The agreement covers technology architecture and development, wallet and custody systems, security and risk management, regulatory support and knowledge transfer, business and product development, and institutional business operations. It also includes the possibility of a strategic equity investment by Bithumb in an SSID-designated entity, subject to future regulatory approval for virtual assets in Vietnam.

Vietnam only recently recognised digital assets as property under its Law on Digital Technology Industry, while Government Resolution No. 05, passed in September 2025, allows a five-year pilot program for crypto exchanges — clearing the regulatory path for partnerships like this one. Several banks and securities firms in Vietnam have shown interest in the pilot program, including SSI, VIX, MBBank, Techcombank, and VPBank, as the government works to shift trading activity from offshore platforms to licensed local venues.

The market Bithumb is moving into is substantial. Vietnam has roughly 17 million crypto asset holders and recorded an estimated $220 billion to $230 billion in crypto transaction volume between July 2024 and June 2025, making it one of the three largest crypto markets in Asia-Pacific.

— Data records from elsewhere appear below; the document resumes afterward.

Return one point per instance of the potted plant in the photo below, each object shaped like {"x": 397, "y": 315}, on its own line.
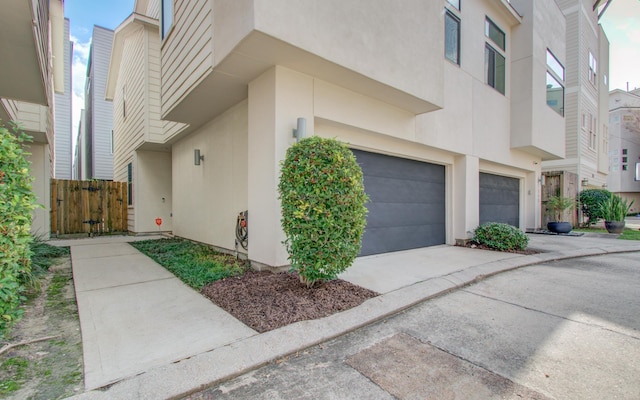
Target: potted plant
{"x": 614, "y": 210}
{"x": 557, "y": 205}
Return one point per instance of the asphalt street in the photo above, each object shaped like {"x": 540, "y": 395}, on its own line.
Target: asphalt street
{"x": 561, "y": 330}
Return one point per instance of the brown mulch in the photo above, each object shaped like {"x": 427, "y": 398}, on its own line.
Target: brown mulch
{"x": 265, "y": 301}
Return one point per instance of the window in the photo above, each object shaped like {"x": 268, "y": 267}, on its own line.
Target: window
{"x": 452, "y": 37}
{"x": 130, "y": 183}
{"x": 494, "y": 61}
{"x": 593, "y": 68}
{"x": 455, "y": 3}
{"x": 167, "y": 17}
{"x": 494, "y": 65}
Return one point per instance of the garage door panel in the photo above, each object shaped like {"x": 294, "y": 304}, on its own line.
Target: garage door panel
{"x": 393, "y": 167}
{"x": 388, "y": 239}
{"x": 387, "y": 215}
{"x": 389, "y": 190}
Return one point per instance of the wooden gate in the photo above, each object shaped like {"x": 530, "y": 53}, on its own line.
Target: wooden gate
{"x": 92, "y": 207}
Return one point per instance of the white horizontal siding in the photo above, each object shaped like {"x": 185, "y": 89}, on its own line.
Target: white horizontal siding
{"x": 187, "y": 52}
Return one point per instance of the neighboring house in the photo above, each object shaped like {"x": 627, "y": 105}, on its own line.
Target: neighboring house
{"x": 97, "y": 154}
{"x": 142, "y": 149}
{"x": 63, "y": 126}
{"x": 79, "y": 153}
{"x": 32, "y": 68}
{"x": 586, "y": 95}
{"x": 624, "y": 142}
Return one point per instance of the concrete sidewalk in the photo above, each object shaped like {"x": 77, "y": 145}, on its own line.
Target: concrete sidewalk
{"x": 138, "y": 319}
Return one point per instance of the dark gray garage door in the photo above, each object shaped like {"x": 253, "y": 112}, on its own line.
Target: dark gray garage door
{"x": 406, "y": 206}
{"x": 499, "y": 199}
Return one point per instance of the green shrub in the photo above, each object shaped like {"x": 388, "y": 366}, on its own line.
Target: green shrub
{"x": 323, "y": 208}
{"x": 17, "y": 202}
{"x": 615, "y": 208}
{"x": 500, "y": 236}
{"x": 591, "y": 203}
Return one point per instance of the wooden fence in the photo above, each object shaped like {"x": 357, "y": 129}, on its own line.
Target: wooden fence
{"x": 92, "y": 207}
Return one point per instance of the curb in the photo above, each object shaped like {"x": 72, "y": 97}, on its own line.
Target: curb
{"x": 191, "y": 375}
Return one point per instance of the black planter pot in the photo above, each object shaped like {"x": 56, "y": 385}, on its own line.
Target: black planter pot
{"x": 559, "y": 227}
{"x": 614, "y": 226}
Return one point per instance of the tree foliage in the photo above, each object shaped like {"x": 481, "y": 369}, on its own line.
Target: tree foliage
{"x": 323, "y": 208}
{"x": 17, "y": 201}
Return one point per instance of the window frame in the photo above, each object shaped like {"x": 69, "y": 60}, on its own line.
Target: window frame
{"x": 456, "y": 19}
{"x": 492, "y": 54}
{"x": 593, "y": 69}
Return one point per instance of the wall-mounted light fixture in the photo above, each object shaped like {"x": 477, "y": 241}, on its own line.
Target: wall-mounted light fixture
{"x": 197, "y": 157}
{"x": 301, "y": 130}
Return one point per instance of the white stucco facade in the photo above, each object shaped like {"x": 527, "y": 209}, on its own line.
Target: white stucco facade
{"x": 238, "y": 75}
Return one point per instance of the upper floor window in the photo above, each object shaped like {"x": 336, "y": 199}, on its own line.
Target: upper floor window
{"x": 555, "y": 83}
{"x": 494, "y": 33}
{"x": 166, "y": 19}
{"x": 593, "y": 68}
{"x": 452, "y": 37}
{"x": 495, "y": 65}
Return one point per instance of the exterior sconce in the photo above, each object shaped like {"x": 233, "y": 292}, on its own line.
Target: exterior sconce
{"x": 301, "y": 130}
{"x": 197, "y": 157}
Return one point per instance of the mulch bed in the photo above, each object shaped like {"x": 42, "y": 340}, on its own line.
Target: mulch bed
{"x": 265, "y": 301}
{"x": 474, "y": 245}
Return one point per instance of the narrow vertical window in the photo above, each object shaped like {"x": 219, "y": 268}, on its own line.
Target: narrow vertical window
{"x": 555, "y": 84}
{"x": 167, "y": 17}
{"x": 130, "y": 183}
{"x": 452, "y": 37}
{"x": 495, "y": 65}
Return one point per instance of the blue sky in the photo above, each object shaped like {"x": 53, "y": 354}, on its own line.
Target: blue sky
{"x": 621, "y": 22}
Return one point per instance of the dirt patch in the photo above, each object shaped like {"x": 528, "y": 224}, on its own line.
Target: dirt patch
{"x": 266, "y": 301}
{"x": 50, "y": 369}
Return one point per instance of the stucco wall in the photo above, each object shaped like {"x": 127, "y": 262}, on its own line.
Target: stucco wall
{"x": 41, "y": 171}
{"x": 208, "y": 197}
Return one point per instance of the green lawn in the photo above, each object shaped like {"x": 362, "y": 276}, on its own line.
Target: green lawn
{"x": 195, "y": 264}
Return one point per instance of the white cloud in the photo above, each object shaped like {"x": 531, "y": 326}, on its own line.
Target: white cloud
{"x": 78, "y": 77}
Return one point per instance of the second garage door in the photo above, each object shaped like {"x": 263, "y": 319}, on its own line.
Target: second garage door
{"x": 406, "y": 206}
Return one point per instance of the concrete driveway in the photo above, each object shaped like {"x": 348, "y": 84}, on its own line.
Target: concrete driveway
{"x": 559, "y": 330}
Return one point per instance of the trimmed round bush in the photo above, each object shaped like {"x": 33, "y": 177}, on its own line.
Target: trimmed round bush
{"x": 323, "y": 208}
{"x": 591, "y": 202}
{"x": 499, "y": 236}
{"x": 17, "y": 201}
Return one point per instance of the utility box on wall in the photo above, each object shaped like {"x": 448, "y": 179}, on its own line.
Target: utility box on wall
{"x": 560, "y": 183}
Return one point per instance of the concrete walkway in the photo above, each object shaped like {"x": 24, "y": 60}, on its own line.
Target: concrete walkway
{"x": 158, "y": 339}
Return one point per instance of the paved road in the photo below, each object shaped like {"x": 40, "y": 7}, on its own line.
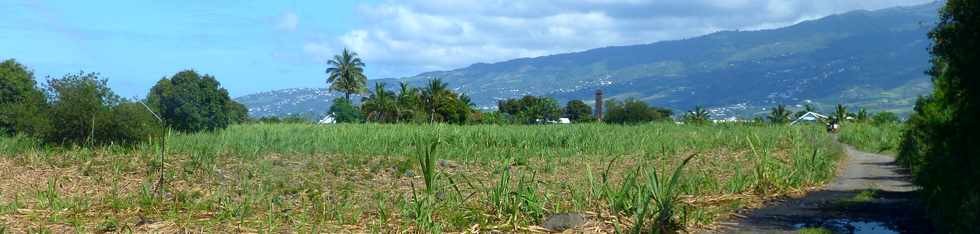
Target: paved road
{"x": 891, "y": 210}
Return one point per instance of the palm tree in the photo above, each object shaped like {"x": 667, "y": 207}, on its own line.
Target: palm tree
{"x": 408, "y": 100}
{"x": 841, "y": 114}
{"x": 433, "y": 96}
{"x": 806, "y": 108}
{"x": 380, "y": 105}
{"x": 779, "y": 114}
{"x": 697, "y": 116}
{"x": 346, "y": 73}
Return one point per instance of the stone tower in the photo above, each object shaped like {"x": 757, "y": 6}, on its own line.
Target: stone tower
{"x": 598, "y": 105}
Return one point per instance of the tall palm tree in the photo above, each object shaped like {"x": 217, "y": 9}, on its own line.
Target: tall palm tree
{"x": 841, "y": 114}
{"x": 779, "y": 114}
{"x": 346, "y": 73}
{"x": 433, "y": 96}
{"x": 806, "y": 108}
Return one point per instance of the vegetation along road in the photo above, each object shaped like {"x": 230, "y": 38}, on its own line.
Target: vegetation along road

Chainalysis ranked Vietnam fourth on its 2025 Global Crypto Adoption Index, behind India, the US, and Pakistan, with crypto used primarily for remittances, gaming, and savings.

Bithumb is not the first Korean exchange to move on Vietnam. Upbit parent Dunamu signed a similar MOU with Vietnam's state-run Military Bank last August, agreeing to transfer exchange technology and security infrastructure. The two deals reflect a broader race by South Korean exchanges to establish early footholds in a market that is formalising rapidly.

There are structural hurdles. Vietnam's crypto exchange pilot requires at least VND 10 trillion — roughly $400 million — in capital to obtain a licence. SSID itself had charter capital of just VND 200 billion as of Q2 2025, far below that threshold, meaning any operating exchange entity would likely need to be a newly capitalised vehicle, with Bithumb's potential equity stake helping bridge the gap.

The announcement also comes at a sensitive moment for Bithumb domestically. The exchange pushed back its IPO plans to after 2028, and has been under scrutiny from South Korea's Financial Services Commission following a February incident in which a staff error resulted in 620,000 BTC being mistakenly distributed to customers — of which 99.7% was recovered.

The Vietnam expansion offers Bithumb a chance to reframe its narrative around international growth at a time when its domestic standing is under pressure.